Reforming this sector would require state authorities to mainstream (register) all religious seminaries, establish oversight over their funding streams, and regulate their curriculum. This, however, requires strong political will and ample resources. All governments have lacked both. The catch-22 is that the state also refrains from overhauling this problem, considering that madrassahs are serving the educational and basic needs of the underprivileged and impoverished. Furthermore, governments fear backlash from religious and political parties, madrassah establishments as well as people from low-income backgrounds whose children go to these institutions for free.

Another major challenge is the ‘religious elite’. The madrassah sector caters to the needs of the religious elite who – through massive unregulated donations, a large student body and greater social legitimacy due to religious work – wield significant financial and political power. The religious elite, with its share in political and economic spheres, resists any action against madrassahs.
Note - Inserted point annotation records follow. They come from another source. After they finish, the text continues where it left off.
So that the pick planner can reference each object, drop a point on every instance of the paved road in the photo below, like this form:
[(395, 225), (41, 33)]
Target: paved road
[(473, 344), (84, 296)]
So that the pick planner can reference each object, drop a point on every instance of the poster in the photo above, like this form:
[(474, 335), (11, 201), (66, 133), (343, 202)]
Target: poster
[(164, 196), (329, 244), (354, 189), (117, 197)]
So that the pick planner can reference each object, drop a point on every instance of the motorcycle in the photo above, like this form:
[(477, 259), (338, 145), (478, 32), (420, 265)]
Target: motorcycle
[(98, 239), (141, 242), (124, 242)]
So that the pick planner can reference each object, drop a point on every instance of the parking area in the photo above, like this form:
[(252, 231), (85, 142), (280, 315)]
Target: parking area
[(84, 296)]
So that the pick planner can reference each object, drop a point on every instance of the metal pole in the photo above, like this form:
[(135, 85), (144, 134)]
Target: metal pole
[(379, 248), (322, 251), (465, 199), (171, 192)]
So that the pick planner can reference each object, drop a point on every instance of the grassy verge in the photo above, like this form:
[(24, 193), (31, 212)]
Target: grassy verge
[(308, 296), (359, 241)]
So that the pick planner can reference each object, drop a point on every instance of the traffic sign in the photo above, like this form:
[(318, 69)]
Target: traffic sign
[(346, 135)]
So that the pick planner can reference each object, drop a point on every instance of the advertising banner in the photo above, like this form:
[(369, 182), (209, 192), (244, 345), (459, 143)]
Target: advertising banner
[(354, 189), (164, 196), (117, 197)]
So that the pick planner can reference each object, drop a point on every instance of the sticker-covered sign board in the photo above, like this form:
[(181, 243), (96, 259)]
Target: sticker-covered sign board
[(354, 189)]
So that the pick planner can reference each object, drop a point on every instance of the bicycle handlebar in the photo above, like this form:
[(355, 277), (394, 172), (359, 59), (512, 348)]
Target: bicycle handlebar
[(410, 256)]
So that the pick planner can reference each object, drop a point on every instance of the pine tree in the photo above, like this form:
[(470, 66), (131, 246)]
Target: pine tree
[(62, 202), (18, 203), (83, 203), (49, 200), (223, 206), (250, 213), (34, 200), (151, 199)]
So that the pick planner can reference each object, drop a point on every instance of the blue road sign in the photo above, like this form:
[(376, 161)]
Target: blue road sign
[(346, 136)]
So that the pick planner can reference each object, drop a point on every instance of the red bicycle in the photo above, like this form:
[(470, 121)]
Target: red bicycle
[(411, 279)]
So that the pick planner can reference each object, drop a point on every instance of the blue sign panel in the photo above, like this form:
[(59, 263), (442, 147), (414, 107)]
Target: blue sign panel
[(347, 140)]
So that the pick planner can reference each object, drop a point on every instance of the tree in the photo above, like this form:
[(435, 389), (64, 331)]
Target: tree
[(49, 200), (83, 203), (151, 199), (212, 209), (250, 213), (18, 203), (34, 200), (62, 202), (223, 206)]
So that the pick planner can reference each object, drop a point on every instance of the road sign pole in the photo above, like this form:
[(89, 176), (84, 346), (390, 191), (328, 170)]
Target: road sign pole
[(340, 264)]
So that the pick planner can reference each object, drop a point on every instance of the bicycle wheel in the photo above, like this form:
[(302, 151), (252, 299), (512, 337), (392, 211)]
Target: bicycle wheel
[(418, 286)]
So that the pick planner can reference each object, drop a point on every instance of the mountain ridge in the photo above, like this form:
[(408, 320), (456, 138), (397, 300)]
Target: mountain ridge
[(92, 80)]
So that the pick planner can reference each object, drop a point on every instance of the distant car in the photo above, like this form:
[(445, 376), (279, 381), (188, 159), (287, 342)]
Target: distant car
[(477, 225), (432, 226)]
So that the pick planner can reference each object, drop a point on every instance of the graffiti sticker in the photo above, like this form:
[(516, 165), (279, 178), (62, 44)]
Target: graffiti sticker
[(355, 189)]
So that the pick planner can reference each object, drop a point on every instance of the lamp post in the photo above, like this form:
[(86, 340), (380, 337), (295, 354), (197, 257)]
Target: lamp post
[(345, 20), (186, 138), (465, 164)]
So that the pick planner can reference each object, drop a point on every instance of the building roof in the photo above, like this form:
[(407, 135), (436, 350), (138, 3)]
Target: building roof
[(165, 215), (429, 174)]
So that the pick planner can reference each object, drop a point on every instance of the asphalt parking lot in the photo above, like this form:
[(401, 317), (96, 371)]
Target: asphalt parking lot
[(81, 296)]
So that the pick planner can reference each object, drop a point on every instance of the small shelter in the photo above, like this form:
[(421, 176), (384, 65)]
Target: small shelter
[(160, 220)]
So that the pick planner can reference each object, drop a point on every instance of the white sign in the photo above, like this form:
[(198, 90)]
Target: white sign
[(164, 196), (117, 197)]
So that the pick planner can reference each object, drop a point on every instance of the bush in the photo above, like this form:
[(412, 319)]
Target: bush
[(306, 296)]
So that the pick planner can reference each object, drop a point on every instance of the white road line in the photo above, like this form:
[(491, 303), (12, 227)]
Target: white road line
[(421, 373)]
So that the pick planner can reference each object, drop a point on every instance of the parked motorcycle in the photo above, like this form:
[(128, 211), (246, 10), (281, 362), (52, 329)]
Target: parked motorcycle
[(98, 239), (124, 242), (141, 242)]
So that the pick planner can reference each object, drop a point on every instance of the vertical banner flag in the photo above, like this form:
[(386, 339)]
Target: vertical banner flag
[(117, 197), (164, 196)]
Hence, the latter operate like private entities, with teaching and administrative staff enjoying a great amount of freedom and authority. Consequently, the state makes half-hearted efforts at reforms. Moreover, when the government considers madrassahs as centres providing education to the masses, it does not have to cut other public expenditures to fulfill its educational obligations.

No wonder then that there is no vision, policy or strategy to reform or regulate this sector. In fact, the government does not even have a complete database for religious seminaries across the country. In addition, within Pakistan’s large informal economy, donations and funding to religious schools are not traced or monitored.

Despite these challenges persisting for many decades, it has become imperative that someone takes the initiative to bell this cat because the nation can no longer afford to remain at the mercy of religious intolerance and extremism. Even small incremental steps towards change can have a profound and lasting impact.

The first step should be the maintenance of a comprehensive database to take into account the level of enrolment, curriculum-making process and organisational functions of religious schools. The Ministry of Federal Education & Professional Training and Ministry of Interior should manage the registration process. The burden of regulation should not be placed on one institution nor at one administrative level (federal or provincial). Secondly, mainstreaming madrassahs also requires firm curriculum reforms, along with consistent oversight on teaching mechanisms and academic activities. Education is now a provincial matter after the 18th Amendment; therefore, provincial legislative bodies should come up with relevant legislation to regulate and reform the madrassah sector. Lastly, though the Societies Registration Act of 1860 includes a section on the registration and regulation of madrassahs, unfortunately, its implementation is not carried out in the true spirit. Therefore, the laws currently applicable to Non-Governmental Organisations (NGOs) if implemented on madrassahs may help deal with this conundrum on an emergency basis. Regardless of which law is used, more than anything, strong and consistent political will is needed to mainstream madrassahs to eradicate divisions and foster a culture of tolerance in society.